The Foreign Ministry workers on Wednesday ended a 10-day strike that closed embassies around the world after signing a new agreement to improve their job conditions.
The dispute had threatened to delay a visit by Pope Francis to Israel planned for May - one of 25 trips by foreign officials affected by what first started as a work slowdown on March 5, when wage talks broke down.
The staff escalated the action to a full strike a few weeks later - the first by the diplomatic corps since the country was established in 1948 - closing all of Israel's 102 missions abroad and paralyzing most diplomatic work with other countries and the United Nations.
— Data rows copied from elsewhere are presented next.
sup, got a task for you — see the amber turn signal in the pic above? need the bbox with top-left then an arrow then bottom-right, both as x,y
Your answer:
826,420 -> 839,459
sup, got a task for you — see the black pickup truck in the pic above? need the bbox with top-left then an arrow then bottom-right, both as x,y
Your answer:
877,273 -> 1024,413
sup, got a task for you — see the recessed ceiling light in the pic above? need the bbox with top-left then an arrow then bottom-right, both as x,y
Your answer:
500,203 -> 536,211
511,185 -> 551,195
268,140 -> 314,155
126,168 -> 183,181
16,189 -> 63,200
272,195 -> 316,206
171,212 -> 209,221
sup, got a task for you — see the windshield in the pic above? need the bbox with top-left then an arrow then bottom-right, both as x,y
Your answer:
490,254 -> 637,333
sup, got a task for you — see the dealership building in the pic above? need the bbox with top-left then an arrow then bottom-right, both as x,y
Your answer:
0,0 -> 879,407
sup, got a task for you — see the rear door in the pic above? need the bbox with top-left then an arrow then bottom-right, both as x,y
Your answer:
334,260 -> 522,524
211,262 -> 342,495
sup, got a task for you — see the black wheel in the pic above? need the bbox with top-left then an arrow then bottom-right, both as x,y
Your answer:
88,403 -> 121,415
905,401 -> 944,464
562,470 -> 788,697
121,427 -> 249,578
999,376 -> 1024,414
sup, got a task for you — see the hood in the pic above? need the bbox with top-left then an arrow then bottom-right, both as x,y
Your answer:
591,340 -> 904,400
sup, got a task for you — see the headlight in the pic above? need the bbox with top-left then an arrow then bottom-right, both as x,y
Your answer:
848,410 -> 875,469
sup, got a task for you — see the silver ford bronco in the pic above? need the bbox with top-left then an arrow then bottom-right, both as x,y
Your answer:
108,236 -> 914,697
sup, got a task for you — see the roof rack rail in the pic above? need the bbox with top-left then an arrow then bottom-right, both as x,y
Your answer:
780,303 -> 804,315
"We reached an agreement that will strengthen the foreign service and help the country's envoys in the world to work for a long time in Israel's diplomatic corps," said Finance Ministry official Kobi Amsalem in a statement.
The agreement will include:
- A new model for foreign assignments which will allow the Foreign Ministry to manage its workforce more effectively.
- A new pension model not only for the diplomats, but also for their family members that have to leave their own careers behind.
- Better work conditions abroad, that includes providing financial incentives for diplomatic missions with an emphasis on countries in which the diplomatic missions pose many challenges.
- An improved career advancement track for junior staff in the Foreign Ministry.
According to the agreement, wages of Israeli diplomats will be determined by an objective model used in OECD countries for wages, and in accordance with the price of living in each country.
"We are glad the State of Israel understands the hardships Israel's diplomatic soldiers have to deal with, and we regret the unnecessary damage that was caused (by the strike). Tomorrow, Israel's diplomatic soldiers will return to serving the country on the international frontline," the Foreign Ministry's workers union said in a statement on Wednesday evening.
While the diplomats' wages will now be closer to those of their colleagues in Israel's intelligence and security communities, "there's still a wide distance that we will have to bridge in the future," the union said.